Then the girls came clustering about her, shouting, "Well done, Flip! Good old Pill! Good for you, Philippa!" And she was laughing and blushing and stammering until she was swept off her feet and her father's arms were about her and he was exclaiming, "I'm proud of my girl!"
"Oh, father!" she cried. "You did come!"
"I managed to get away at the last minute," he told her. "So Colette—Madame Perceval—and I came over together."
Then Flip felt herself caught in someone else's arms and Madame Perceval kissed her on both cheeks. "I knew you'd make us proud of you, my darling," she cried.
"Oh, Madame!" Flip said, and all she seemed to be able to say was "Oh."
14
She sat that night in front of the fire in the lodge, leaning back, her head against her father's knee, and watched the flames roar up the chimney, and a deep feeling of content like the warmth from the fire filled her whole body. Paul sat sprawled beside her, pulling patient Ariel's ear, and Colette Perceval sat on the sofa next to Philip Hunter. Monsieur Laurens had retreated into his study after dinner.
"I'm so happy," Flip said, "that I haven't room for one drop more. One drop more and I'll burst." She leaned back against him. Her body felt heavy and tired and comfortable and her stomach was full of Thérèse's onion soup and her heart was so full of happiness that she could feel it swelling inside her.

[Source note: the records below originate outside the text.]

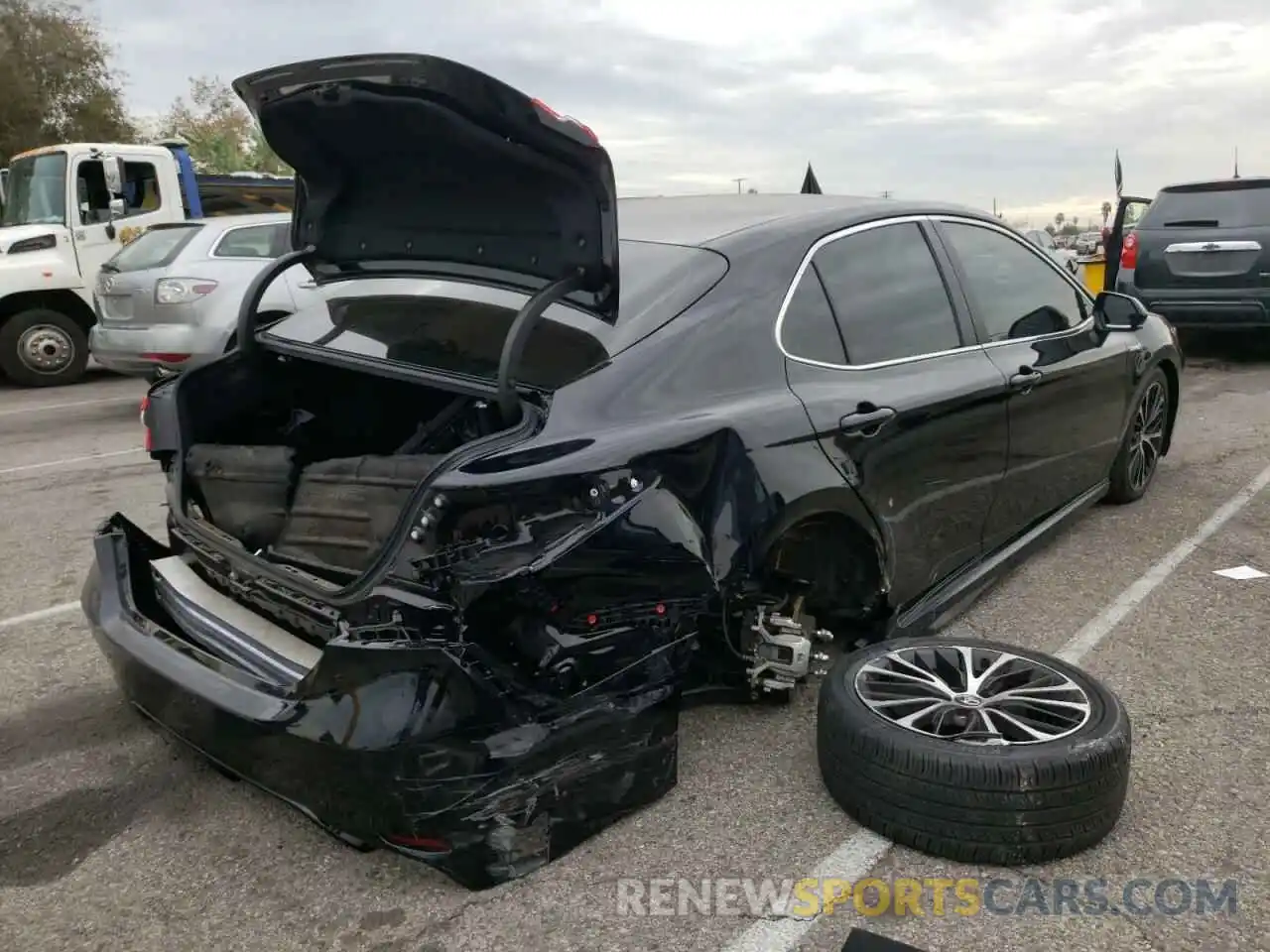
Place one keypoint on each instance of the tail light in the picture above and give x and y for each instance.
(182, 291)
(1129, 252)
(148, 439)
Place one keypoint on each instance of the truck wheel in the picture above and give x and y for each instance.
(42, 348)
(973, 751)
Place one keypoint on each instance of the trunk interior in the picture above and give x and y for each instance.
(309, 463)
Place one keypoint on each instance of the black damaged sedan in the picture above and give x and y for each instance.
(447, 552)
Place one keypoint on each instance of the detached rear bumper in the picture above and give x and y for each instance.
(404, 747)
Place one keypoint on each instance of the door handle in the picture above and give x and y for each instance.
(866, 422)
(1025, 380)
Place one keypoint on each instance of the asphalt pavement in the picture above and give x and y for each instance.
(112, 837)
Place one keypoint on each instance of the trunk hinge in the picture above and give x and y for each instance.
(255, 294)
(517, 336)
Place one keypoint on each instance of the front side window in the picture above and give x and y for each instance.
(1014, 294)
(888, 295)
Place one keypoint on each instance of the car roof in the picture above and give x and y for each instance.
(707, 220)
(1215, 184)
(223, 222)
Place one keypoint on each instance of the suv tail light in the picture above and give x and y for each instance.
(1129, 252)
(148, 440)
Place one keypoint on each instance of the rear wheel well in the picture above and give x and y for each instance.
(1174, 381)
(837, 558)
(66, 302)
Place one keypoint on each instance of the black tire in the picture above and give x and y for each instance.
(1125, 488)
(68, 334)
(1007, 805)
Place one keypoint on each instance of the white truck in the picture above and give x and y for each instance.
(67, 208)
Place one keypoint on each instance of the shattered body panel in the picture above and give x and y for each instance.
(430, 747)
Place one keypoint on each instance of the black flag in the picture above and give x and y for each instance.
(811, 186)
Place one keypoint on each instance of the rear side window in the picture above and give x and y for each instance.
(253, 241)
(1206, 207)
(810, 330)
(155, 248)
(888, 295)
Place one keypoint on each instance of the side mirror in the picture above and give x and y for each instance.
(112, 169)
(1118, 311)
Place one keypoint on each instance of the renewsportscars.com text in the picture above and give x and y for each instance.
(928, 896)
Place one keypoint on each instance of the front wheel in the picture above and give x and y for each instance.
(42, 348)
(1143, 444)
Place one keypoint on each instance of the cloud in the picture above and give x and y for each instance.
(1024, 103)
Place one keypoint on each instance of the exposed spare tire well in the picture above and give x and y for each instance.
(314, 463)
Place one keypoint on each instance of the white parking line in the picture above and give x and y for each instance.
(68, 405)
(68, 460)
(51, 612)
(862, 851)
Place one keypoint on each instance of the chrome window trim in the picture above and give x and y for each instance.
(1087, 324)
(229, 231)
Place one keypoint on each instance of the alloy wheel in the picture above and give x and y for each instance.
(1147, 436)
(973, 694)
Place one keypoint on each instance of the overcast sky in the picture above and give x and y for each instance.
(966, 100)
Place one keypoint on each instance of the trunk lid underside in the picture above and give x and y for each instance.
(422, 164)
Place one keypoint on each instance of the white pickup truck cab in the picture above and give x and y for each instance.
(68, 208)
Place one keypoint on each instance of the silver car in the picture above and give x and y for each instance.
(169, 299)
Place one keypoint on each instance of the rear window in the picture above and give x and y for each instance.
(157, 248)
(458, 327)
(1206, 207)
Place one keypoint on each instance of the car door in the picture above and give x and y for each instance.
(902, 399)
(1070, 381)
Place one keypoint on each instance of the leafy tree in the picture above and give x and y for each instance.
(222, 136)
(56, 79)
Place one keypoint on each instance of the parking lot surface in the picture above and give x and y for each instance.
(111, 837)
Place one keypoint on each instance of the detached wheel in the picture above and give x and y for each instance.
(1143, 444)
(973, 751)
(42, 348)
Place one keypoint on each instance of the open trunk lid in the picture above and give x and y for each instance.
(417, 164)
(1206, 235)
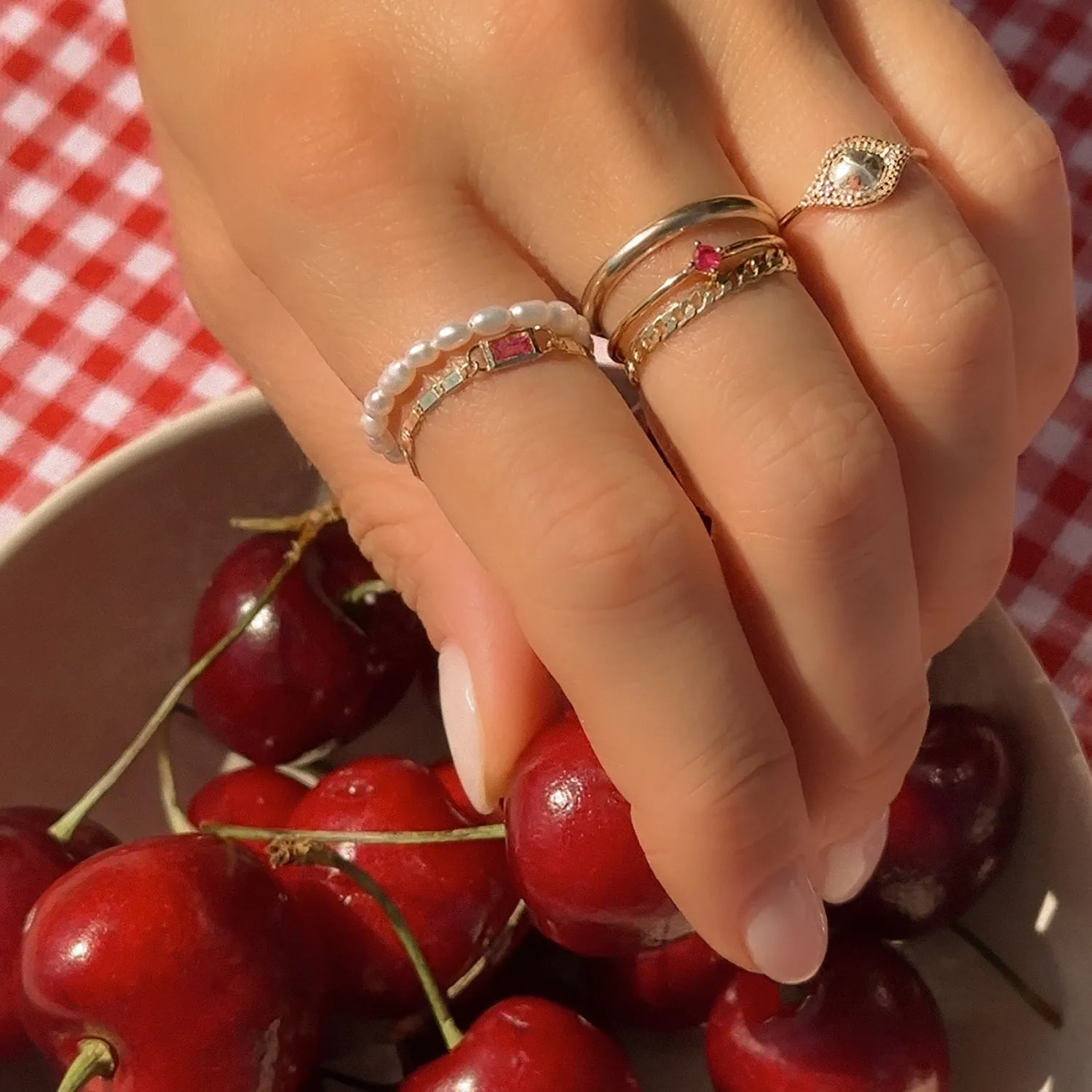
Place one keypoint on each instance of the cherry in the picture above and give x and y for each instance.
(308, 670)
(952, 828)
(574, 853)
(186, 957)
(666, 989)
(446, 771)
(253, 796)
(456, 898)
(30, 860)
(529, 1044)
(867, 1022)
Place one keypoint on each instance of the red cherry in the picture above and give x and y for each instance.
(446, 771)
(30, 860)
(187, 958)
(532, 1045)
(255, 796)
(668, 989)
(456, 898)
(867, 1022)
(952, 828)
(306, 670)
(574, 853)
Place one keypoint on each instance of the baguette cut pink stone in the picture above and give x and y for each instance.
(513, 347)
(705, 258)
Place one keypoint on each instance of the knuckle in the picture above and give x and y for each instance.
(963, 305)
(889, 749)
(613, 543)
(336, 135)
(819, 459)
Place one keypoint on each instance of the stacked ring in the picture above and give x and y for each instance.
(713, 273)
(493, 339)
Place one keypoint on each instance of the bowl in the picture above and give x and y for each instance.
(98, 589)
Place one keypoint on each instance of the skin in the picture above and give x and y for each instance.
(344, 178)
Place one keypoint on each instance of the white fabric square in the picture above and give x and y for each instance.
(25, 109)
(157, 351)
(74, 58)
(107, 408)
(41, 285)
(149, 264)
(138, 179)
(33, 198)
(57, 465)
(50, 375)
(82, 146)
(90, 232)
(98, 318)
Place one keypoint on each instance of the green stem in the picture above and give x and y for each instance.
(177, 819)
(367, 592)
(299, 851)
(65, 827)
(1043, 1008)
(493, 832)
(95, 1059)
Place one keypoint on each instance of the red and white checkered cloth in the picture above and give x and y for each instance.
(98, 341)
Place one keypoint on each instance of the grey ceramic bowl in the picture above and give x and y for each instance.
(96, 593)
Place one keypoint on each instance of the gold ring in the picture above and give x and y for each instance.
(694, 292)
(856, 173)
(646, 242)
(510, 349)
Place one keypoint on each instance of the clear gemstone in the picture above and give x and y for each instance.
(858, 172)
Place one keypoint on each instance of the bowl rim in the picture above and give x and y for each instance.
(168, 434)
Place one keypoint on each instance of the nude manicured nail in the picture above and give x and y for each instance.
(849, 865)
(786, 928)
(462, 724)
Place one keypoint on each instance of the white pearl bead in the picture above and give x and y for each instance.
(561, 318)
(381, 443)
(378, 402)
(422, 355)
(397, 377)
(373, 426)
(451, 336)
(489, 321)
(531, 312)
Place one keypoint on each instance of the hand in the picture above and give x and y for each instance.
(344, 178)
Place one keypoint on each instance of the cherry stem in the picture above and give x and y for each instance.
(299, 851)
(95, 1059)
(493, 832)
(500, 947)
(177, 819)
(66, 827)
(367, 592)
(272, 524)
(1041, 1007)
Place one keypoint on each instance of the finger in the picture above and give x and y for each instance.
(997, 157)
(552, 484)
(392, 515)
(758, 402)
(909, 290)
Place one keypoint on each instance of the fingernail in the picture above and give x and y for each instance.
(786, 930)
(459, 709)
(849, 865)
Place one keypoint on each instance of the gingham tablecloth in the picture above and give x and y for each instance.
(98, 341)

"Remember how you were going to be the prisoner of Chillon, Flippet?" her father asked.
"I remember," she said, and smiled because she felt so full of freedom, and she knew that the freedom was in herself, just as the prison had been. She stood up and said, "I'll be back in a minute," because the happiness in her chest had grown so big that she knew she had to go outside and let some of it escape into the night or she really would burst with it.